On Saturday night in Munich, a game Dereck Chisora fought bravely against Vitali Klitschko.
In fact, "brave" is the tag journalists so often use to describe the litany of outmatched, outpunched fighters who fail miserably in the Herculean task of even troubling a member of the dominant heavyweight Klitschko family.
Chisora was different. He was outclassed, sure, but he also marched relentlessly forward in the heat of a lost battle to emerge as one of the few fighters not to be rendered unconscious by a leatherbound Klitschko fist.
Still, to look at Saturday's fight in this vacuum and through such a narrow lens would be ignoring the fact that Chisora, alongside former heavyweight champion David Haye, are currently ranked in the upper echelons of moronic, classless fools who soil the good but increasingly tarnished name of boxing -- a sport that provides them with a lifestyle few could ever hope to enjoy.
During Friday's weigh-in, Chisora slapped Klitschko. Yes, you read that correctly: Dereck Chisora slapped Vitali Klitschko. The same Vitali Klitschko who, along with his brother, Wladimir, are two of the nicest, gentlemanly, philanthropic ambassadors a sport could wish for. The slap was an act of desperation from a man who knew he would lose like all the others. It was a slap, both literal and figurative, to the same Klitschko who gave Chisora his highest payday.

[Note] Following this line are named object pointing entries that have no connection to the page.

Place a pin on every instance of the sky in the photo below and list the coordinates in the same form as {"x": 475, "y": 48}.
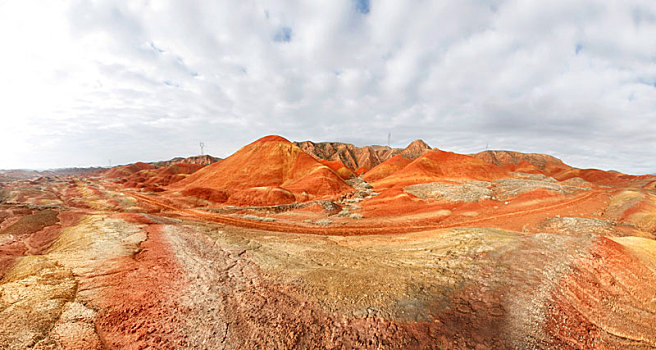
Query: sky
{"x": 93, "y": 83}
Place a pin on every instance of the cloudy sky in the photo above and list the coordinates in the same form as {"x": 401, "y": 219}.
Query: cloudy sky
{"x": 86, "y": 82}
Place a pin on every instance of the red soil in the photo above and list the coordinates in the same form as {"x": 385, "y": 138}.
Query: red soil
{"x": 439, "y": 165}
{"x": 269, "y": 162}
{"x": 338, "y": 167}
{"x": 600, "y": 297}
{"x": 261, "y": 196}
{"x": 387, "y": 168}
{"x": 361, "y": 170}
{"x": 140, "y": 309}
{"x": 209, "y": 194}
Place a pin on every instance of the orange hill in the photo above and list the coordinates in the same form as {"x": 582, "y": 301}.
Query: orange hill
{"x": 387, "y": 168}
{"x": 360, "y": 158}
{"x": 439, "y": 165}
{"x": 523, "y": 162}
{"x": 339, "y": 167}
{"x": 268, "y": 171}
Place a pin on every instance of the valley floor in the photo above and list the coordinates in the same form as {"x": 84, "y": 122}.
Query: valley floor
{"x": 85, "y": 265}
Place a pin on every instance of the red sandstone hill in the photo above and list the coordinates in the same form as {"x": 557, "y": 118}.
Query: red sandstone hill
{"x": 360, "y": 158}
{"x": 552, "y": 166}
{"x": 439, "y": 165}
{"x": 269, "y": 171}
{"x": 337, "y": 166}
{"x": 523, "y": 162}
{"x": 386, "y": 168}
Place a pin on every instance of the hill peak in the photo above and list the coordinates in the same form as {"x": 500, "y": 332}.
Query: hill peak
{"x": 272, "y": 138}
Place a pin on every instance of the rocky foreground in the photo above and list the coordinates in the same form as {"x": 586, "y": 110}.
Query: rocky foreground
{"x": 499, "y": 260}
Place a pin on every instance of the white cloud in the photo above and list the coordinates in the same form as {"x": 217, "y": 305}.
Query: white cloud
{"x": 84, "y": 82}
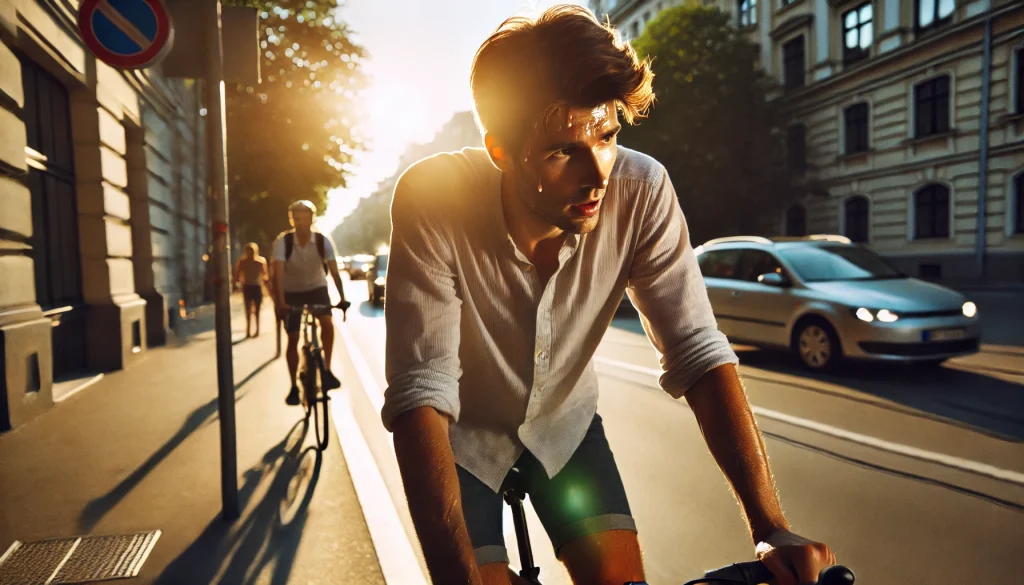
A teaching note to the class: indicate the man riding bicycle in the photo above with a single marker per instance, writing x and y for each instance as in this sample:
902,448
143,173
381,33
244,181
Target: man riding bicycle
301,260
507,266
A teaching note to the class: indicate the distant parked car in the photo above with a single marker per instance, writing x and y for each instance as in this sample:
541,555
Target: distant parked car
359,266
377,279
826,299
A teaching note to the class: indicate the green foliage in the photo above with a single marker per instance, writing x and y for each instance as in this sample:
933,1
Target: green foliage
291,136
713,125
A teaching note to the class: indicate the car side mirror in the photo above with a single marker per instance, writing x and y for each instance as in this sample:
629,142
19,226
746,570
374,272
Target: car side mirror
773,280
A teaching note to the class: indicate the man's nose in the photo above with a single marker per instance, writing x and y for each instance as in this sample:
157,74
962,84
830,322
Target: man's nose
597,171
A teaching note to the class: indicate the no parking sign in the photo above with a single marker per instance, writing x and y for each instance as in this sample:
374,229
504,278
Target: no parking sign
126,34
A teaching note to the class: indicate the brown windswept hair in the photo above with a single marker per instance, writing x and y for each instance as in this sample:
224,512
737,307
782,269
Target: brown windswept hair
528,67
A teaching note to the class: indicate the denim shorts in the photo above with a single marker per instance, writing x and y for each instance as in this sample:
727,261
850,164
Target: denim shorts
293,323
585,497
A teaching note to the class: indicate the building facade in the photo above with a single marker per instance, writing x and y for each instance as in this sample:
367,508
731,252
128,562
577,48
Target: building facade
102,207
909,116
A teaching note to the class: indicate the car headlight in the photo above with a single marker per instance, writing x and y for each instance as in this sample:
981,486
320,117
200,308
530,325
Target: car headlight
883,315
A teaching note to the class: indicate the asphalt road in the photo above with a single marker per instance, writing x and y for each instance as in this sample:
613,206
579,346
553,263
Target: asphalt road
911,475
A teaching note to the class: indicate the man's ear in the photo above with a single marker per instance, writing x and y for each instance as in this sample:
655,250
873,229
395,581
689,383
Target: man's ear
500,156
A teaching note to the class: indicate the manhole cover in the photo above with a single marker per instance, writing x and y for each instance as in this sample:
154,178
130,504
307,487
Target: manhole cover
76,559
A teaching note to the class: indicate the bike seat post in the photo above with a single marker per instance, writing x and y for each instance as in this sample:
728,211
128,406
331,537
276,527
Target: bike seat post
514,494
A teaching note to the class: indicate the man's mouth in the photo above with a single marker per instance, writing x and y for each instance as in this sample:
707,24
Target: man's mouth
588,209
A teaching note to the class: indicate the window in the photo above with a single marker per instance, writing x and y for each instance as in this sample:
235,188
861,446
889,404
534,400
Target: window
793,63
796,150
855,128
932,13
720,263
1019,53
796,221
931,212
931,100
858,33
1019,200
54,215
756,262
748,12
855,212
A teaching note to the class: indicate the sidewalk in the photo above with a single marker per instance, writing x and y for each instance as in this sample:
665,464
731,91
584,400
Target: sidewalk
140,450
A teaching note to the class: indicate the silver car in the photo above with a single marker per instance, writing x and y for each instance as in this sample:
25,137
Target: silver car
826,299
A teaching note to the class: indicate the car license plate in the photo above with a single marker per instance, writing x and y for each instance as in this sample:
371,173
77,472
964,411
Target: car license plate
943,334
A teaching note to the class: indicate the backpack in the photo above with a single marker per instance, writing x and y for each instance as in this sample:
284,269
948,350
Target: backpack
290,244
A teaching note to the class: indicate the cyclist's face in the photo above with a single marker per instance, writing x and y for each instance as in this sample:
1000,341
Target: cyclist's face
302,220
563,170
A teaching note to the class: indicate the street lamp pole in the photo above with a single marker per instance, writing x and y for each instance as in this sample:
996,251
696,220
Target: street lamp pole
215,134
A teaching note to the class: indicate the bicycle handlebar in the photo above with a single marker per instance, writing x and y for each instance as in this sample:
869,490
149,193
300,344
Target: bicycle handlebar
755,572
342,305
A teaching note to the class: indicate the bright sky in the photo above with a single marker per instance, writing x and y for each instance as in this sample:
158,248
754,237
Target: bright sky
420,55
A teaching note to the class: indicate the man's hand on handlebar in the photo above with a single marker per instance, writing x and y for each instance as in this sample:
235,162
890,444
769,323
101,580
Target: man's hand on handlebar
792,558
343,305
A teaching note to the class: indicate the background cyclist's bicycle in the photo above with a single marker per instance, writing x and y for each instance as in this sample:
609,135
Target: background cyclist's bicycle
311,370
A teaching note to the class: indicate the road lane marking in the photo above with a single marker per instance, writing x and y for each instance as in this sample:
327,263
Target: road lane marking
393,545
897,448
394,550
373,389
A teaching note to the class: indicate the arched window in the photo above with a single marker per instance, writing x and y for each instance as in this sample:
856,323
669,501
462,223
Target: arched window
857,214
1019,204
796,221
931,212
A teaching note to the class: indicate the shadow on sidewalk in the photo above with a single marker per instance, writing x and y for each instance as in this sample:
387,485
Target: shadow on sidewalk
267,536
204,415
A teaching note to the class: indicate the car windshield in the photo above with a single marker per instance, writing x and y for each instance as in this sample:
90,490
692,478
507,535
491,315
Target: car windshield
820,263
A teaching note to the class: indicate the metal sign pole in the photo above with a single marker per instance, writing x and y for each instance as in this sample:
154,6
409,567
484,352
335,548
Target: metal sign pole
215,134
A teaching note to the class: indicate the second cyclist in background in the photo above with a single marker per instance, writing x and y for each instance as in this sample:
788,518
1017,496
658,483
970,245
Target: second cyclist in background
302,258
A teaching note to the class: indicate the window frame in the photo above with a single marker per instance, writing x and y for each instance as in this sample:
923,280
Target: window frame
936,23
791,80
863,132
1018,218
935,219
856,199
793,163
788,219
853,55
939,116
751,12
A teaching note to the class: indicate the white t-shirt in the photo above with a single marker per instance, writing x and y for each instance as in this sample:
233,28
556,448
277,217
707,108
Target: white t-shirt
304,270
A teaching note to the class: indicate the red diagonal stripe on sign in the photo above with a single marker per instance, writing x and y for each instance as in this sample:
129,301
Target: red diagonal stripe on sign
123,24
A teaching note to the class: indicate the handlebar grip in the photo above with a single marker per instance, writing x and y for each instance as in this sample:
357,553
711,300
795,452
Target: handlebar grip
755,573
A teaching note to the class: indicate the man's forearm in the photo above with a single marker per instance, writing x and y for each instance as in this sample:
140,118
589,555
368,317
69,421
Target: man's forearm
724,415
427,464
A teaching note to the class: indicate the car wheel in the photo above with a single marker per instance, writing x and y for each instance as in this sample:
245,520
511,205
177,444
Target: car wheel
817,345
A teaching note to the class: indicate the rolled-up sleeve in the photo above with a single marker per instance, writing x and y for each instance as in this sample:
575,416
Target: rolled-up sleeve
423,308
668,290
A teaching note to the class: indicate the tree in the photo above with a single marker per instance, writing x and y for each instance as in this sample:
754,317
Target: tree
713,125
291,136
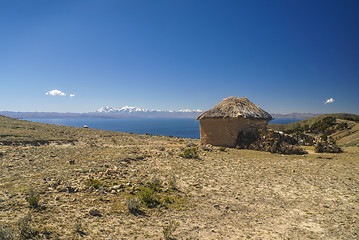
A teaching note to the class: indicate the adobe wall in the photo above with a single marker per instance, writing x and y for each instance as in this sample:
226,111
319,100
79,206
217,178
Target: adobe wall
224,131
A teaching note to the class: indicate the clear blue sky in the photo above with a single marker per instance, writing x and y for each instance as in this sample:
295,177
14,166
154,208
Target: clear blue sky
285,56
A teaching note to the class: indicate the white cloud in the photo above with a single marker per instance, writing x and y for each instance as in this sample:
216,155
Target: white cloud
55,92
330,100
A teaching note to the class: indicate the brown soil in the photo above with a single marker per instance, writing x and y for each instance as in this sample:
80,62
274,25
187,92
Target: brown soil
231,194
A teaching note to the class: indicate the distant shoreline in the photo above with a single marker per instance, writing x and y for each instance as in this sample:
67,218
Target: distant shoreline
164,114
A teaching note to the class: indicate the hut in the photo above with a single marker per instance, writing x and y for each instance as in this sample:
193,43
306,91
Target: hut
231,122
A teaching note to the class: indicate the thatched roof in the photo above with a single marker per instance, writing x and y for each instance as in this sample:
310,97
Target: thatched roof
233,107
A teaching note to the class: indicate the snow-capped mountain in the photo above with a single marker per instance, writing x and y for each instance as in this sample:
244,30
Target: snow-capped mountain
189,110
128,109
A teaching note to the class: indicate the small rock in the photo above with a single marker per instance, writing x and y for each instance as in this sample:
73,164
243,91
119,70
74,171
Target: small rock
61,188
116,187
216,206
94,212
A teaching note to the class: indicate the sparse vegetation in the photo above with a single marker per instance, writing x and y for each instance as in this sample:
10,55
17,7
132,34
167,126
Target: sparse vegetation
222,149
189,153
26,228
79,228
33,199
169,229
95,183
7,233
148,197
132,204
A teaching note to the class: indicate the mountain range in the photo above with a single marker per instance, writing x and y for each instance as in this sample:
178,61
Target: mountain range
128,109
134,112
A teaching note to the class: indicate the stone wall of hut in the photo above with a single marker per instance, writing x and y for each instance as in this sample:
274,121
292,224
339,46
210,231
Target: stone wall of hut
225,131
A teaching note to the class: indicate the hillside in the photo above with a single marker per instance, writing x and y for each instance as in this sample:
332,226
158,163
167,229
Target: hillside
345,137
61,182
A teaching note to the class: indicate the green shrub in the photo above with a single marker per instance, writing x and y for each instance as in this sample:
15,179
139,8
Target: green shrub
189,153
78,228
132,204
93,183
26,230
155,184
6,233
33,199
169,229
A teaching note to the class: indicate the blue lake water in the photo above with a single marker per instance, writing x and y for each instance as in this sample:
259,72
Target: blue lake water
178,127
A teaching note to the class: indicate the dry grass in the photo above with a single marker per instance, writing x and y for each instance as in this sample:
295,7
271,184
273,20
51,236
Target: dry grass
231,194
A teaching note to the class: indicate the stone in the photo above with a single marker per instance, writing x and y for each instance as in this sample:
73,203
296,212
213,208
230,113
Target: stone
94,212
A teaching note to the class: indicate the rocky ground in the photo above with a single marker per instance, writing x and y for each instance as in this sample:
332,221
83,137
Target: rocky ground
83,186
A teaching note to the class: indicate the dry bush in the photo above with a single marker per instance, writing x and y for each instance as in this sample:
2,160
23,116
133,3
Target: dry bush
270,141
327,147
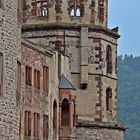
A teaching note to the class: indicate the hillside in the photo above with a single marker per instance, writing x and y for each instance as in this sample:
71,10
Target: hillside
129,95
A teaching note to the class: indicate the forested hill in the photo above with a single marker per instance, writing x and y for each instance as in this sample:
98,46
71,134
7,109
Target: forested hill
129,95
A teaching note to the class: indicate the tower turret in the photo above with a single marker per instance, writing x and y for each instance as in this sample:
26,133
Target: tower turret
78,28
92,12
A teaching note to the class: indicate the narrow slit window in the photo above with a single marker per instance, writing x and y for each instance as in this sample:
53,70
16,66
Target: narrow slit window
1,73
27,121
101,10
45,78
37,79
45,126
18,76
36,124
28,76
109,60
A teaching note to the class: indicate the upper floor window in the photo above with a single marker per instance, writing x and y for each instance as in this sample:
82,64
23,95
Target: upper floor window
75,12
39,8
18,76
1,73
45,126
45,78
36,124
1,3
28,78
75,8
109,99
101,10
109,60
27,122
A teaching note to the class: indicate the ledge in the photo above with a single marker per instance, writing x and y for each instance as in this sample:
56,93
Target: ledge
49,26
107,125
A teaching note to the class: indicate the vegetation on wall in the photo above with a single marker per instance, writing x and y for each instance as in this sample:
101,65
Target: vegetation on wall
129,95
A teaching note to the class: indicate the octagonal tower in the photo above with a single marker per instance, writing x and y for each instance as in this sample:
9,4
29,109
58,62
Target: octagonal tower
68,11
78,28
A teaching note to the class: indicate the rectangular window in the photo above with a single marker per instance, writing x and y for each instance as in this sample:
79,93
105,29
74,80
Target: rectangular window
36,124
18,77
1,73
37,79
28,76
45,126
109,100
45,78
27,122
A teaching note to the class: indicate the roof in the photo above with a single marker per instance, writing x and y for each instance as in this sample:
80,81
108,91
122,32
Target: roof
64,83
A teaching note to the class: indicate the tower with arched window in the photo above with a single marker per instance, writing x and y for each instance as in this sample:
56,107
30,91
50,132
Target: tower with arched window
78,29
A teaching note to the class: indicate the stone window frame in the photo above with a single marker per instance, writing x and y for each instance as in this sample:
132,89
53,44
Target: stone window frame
36,125
37,79
1,3
109,67
41,11
28,75
101,10
109,107
65,112
18,77
75,8
45,78
27,123
1,73
45,126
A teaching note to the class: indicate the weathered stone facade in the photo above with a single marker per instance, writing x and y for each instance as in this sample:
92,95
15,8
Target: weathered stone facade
9,44
58,73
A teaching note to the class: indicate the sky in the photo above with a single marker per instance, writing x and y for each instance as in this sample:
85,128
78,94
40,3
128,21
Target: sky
126,15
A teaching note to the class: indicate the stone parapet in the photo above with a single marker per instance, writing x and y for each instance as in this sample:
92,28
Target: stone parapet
88,130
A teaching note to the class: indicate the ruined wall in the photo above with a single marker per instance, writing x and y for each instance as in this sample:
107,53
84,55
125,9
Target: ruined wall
37,100
9,43
94,133
95,55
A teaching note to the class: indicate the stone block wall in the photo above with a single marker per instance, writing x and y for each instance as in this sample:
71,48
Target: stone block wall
99,134
87,53
9,44
60,12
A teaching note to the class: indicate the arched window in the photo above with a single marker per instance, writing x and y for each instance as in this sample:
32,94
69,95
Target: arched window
39,8
109,99
101,10
75,12
74,113
43,11
54,120
65,113
109,60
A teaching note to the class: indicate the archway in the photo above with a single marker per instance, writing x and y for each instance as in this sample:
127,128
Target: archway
65,113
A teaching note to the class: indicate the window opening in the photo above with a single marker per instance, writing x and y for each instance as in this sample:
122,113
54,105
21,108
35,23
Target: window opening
65,113
109,99
109,60
28,76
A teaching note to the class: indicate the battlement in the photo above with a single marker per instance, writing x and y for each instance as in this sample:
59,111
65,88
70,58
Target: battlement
92,12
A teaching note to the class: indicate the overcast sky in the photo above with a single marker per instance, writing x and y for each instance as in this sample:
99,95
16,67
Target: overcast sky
126,15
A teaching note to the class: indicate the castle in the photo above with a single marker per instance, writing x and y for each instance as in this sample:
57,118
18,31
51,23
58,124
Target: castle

And what did Vitali Klitschko do?
Nothing. Class act.
Then, when both fighters had entered the ring on Saturday, Chisora decided to spit water in the face of Vitali's brother. In the confines of the hostile, jeer-filled partisan cauldron in Munich, Wladimir could be expected to retaliate. What did he do?
Nothing. Class act.
Then came the cherry on this most delicious of trifles. At the postfight news conference, Chisora, goaded by Haye, a fellow Brit, started a brawl in the middle of the media room. Haye, holding a bottle in his hand, threw the first punch, after Chisora had left his seat to confront him. A scuffle ensued that involved Haye throwing a photographer's tripod. Haye's manager and trainer, Adam Booth, emerged with blood trickling down his face, while Haye brawled with Chisora's trainer, to boot.
It was then that Chisora crossed the line of being a mere madcap "British eccentric." He left that tag as a dot on the horizon when, in front of hundreds of people, he threatened to track down Haye and shoot and burn him.
Boxers aren't known for their intellect, often unfairly so. Beneath its widely preconceived brutish image, the pugilistic fraternity is awash with sharp, insightful and colorful characters more welcoming at times than any other sporting family.
But boxing is also a sport that owes its entire existence to a controlled and regulated form of violence that is more susceptible than most to the antics of rancid bad eggs like Chisora and Haye. They spoil what is otherwise a consistently good batch.
Haye is adamant in his desire for a fight with Vitali Klitschko. Of course he is: It's the biggest payday available to him in his weight class. But this is the same David Haye who spent two years goading Wladimir into a fight, including wearing T-shirts depicting Haye in the pose of a conqueror holding the decapitated heads of the Ukrainian heavyweight siblings. On fight night, Haye lost in embarrassing fashion, laying blame on a broken toe. His stock depreciated to a laughable level.
Meanwhile, his pride may hurt, but his wallet doesn't. And after Saturday's debacle, neither Haye nor Chisora deserves a fight with either of the Klitschkos. At this point, a Chisora-Haye fight would generate huge interest in their homeland. But their homeland is where they should remain -- far away from the global platform on which they so consistently sully the sport that rewards them so highly.
It's acts like these that make people believe such behavior is part and parcel of boxing. This is not true. It's part and parcel of degenerates like Haye and Chisora, not the sport with which they are unfortunately and inextricably linked.